IFFO sets the record straight
The International Fishmeal and Fish Oil Organization (IFFO) is always on the defensive, correcting misinformation on the fish-in-fish-out (FIFO) ratio for farmed salmon.
Earlier this month, the IFFO refuted comments by Stanford University professor Rosamond Naylor, lead author of the report "Feeding aquaculture in an era of finite resources," which was funded by the Packard Foundation. In the report, she said, "It can take up to 5 pounds of wild fish to produce 1 pound of salmon."
SeafoodSource caught up with IFFO Technical Director Andrew Jackson to ask why his UK-based organization is constantly rectifying misinformation on the FIFO ratio publicized by environmental NGOs.
"It is very disappointing to see that the important discussion about the best use of finite supplies of fishmeal and fish oil is again being distorted by the erroneous five-to-one statement," said Jackson.
"In reality, it takes less than 2 pounds of wild feed fish to produce 1 pound of salmon.

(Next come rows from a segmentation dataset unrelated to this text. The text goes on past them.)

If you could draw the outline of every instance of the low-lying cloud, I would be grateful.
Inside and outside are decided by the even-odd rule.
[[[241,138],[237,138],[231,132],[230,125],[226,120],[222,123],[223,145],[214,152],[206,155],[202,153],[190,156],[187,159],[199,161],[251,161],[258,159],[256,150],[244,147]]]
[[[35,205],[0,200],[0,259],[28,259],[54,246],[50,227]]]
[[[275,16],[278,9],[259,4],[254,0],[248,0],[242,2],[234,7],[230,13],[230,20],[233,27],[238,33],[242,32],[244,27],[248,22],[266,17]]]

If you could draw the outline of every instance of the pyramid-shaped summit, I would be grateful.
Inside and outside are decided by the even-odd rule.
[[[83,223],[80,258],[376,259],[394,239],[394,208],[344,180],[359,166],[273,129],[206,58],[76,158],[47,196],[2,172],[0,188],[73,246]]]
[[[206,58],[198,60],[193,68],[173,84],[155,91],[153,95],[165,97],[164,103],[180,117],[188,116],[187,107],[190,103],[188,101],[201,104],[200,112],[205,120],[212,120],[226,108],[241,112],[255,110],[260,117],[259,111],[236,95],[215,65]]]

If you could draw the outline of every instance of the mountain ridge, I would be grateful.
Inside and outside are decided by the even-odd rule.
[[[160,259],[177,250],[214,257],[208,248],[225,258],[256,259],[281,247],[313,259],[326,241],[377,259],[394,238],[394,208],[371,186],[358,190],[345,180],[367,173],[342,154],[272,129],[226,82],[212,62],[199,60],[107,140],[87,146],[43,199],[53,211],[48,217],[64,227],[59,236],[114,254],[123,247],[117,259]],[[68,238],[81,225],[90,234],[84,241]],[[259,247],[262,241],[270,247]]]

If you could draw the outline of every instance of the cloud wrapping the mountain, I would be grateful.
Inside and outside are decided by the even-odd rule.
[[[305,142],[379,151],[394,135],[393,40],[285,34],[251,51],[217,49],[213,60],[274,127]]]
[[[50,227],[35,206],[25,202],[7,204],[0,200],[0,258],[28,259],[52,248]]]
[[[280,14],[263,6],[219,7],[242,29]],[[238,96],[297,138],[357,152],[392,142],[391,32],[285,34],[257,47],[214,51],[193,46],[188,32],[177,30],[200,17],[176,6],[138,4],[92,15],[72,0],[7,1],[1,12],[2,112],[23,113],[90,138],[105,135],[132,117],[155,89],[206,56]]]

Globally, fed aquaculture uses just half a ton of wild fish for each ton of farmed seafood produced. In short, fed aquaculture produces twice as much fish as it uses," he explained.
"It is hard work getting NGOs to listen to our side of the story, and they do not want too much science, so it has to be kept simple. And it isn't simple. NGOs are stuck on the FIFO ratio, which is the number of kilos of wild fish it takes to produce 1 kilo of farmed fish," said Jackson.
"Salmon are less efficient than some other species because their diets contain large amounts of fishmeal and fish oil," he added. "However, the way that Naylor et al chose to calculate FIFO is not logical, as the weight of whole fish removed from the sea for aquaculture use does not tie in with the amount of fishmeal and fish oil produced. It also paints salmon in a particularly bad light."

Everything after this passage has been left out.